Johnson called his time with CUEMS a way to help out “during people’s most desperate hours.”
O’Brien added that being a member of CUEMS is “a great learning opportunity because they really emphasize the teaching and ease you into it.”
New members are known as trainees; they are able to become as involved in a call as they want in order to learn. Upon arrival at the scene, it is typically their job to take the patient’s vital demographics.
Each trainee responds to calls with an attendant and a crew chief, one of who must be specially certified to drive the specially equipped CUEMS suburban. The attendant and crew chief ask questions at the scene to determine the situation and decide how best to treat the patient.
According to Johnson, CUEMS “provides an interim level of care by treating and stabilizing patients.”
In the event that someone needs to be taken to the hospital, the EMTs will either drive the patient themselves or prepare the patient for an ambulance transport.
Because the CUEMS headquarters are located on campus and the CUEMS van often patrols campus at night, CUEMS typically responds to calls in about one minute, or about 10 minutes before an ambulance will arrive.

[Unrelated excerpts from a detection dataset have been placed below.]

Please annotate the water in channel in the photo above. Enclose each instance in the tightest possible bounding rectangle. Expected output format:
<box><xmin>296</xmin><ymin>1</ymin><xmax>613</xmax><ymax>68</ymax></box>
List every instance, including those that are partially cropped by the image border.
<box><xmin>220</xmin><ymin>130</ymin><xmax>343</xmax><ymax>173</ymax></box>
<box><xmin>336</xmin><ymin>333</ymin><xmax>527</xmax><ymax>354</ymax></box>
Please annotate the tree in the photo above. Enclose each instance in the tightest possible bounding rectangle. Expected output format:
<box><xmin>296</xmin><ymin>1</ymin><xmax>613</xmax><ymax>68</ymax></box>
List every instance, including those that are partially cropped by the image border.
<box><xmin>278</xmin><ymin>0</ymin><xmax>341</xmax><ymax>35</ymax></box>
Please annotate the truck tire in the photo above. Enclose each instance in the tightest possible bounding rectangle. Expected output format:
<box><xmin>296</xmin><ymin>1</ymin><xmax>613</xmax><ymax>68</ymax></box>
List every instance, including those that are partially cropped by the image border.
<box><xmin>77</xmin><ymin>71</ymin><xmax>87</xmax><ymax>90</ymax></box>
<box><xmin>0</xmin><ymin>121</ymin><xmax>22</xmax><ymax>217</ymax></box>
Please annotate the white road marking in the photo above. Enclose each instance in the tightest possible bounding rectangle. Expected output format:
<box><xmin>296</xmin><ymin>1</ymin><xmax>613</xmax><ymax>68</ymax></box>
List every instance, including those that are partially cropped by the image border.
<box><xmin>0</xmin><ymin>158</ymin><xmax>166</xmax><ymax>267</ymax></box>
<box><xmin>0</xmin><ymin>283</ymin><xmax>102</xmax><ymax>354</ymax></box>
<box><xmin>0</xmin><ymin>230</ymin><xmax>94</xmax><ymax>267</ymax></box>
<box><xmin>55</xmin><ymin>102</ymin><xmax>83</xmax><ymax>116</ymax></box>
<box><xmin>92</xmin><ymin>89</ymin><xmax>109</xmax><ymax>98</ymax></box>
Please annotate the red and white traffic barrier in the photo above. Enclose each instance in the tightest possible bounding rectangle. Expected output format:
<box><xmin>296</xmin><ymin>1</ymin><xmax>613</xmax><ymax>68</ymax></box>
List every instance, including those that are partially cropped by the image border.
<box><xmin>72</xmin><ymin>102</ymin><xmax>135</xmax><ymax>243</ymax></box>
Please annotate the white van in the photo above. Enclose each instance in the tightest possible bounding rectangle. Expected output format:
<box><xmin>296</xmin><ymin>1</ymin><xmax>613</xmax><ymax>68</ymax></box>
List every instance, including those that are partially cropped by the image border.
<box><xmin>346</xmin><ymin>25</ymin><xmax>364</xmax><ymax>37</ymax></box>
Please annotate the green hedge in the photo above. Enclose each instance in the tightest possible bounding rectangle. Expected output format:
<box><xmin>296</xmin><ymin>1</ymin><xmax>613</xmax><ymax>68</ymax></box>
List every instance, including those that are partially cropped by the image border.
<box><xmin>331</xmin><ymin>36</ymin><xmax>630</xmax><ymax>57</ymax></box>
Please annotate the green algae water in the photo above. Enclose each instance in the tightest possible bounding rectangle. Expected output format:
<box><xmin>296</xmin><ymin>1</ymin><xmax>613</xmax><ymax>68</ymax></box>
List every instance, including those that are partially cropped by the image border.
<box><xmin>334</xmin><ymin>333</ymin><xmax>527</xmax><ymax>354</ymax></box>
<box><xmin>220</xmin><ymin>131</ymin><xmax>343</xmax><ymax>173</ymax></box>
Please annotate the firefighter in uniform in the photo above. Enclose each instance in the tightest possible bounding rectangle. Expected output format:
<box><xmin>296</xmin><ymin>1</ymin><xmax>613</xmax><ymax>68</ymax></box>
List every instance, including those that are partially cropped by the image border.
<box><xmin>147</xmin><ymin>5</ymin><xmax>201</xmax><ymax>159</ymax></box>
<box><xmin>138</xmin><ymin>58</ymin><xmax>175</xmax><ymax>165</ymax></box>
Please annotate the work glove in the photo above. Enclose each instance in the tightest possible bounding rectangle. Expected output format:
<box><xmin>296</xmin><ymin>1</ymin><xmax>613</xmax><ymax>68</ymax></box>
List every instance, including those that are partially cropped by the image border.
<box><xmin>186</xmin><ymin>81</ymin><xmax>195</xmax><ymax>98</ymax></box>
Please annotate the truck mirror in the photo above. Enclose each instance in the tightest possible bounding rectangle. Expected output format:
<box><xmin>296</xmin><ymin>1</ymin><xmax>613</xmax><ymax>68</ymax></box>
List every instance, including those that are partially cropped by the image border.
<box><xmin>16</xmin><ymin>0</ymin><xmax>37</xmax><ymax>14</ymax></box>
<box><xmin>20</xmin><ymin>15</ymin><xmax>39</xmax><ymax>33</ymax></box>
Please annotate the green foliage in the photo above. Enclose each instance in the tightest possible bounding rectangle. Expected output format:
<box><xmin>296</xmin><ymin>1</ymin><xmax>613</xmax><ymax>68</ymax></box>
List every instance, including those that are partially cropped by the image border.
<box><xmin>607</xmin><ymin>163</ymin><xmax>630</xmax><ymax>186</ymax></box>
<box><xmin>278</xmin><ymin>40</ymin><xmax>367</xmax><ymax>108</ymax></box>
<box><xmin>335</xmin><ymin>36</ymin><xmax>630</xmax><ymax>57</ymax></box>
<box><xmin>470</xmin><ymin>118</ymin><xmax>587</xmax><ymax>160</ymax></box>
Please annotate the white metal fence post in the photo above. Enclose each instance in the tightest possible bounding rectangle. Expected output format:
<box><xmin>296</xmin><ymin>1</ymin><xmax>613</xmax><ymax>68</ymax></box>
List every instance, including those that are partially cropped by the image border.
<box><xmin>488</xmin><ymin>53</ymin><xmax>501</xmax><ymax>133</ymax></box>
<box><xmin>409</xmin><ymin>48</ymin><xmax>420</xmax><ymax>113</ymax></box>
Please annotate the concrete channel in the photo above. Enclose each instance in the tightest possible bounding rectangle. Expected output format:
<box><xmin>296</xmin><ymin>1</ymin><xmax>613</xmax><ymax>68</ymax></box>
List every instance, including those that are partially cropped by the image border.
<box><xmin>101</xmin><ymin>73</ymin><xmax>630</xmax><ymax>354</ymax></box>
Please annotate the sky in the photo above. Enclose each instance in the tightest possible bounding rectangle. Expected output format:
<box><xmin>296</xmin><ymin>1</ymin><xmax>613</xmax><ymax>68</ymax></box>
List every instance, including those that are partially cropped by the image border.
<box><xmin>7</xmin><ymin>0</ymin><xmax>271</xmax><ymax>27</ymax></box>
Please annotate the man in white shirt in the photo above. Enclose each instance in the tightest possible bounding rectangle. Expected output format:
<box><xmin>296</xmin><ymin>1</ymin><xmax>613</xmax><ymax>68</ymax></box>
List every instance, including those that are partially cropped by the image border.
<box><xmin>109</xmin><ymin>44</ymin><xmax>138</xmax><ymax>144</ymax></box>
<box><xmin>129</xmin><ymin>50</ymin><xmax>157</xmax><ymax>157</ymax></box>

Often, during emergencies, CUEMS will already have assessed a patient by the time the ambulance arrives, so the patient is ready to go immediately to the hospital.
These steps help “speed up the process” of getting someone in critical condition to the hospital, said Lazar.
CUEMS is run completely by student volunteers. The group receives funding from the Undergraduate and Graduate Student Assemblies to cover the costs of equipment and training since patients do not pay for CUEMS’s services. Individual EMTs do not get paid for their time. Instead, said O’Brien and Lazar, EMTs volunteer in order to “give back to the Cornell community.”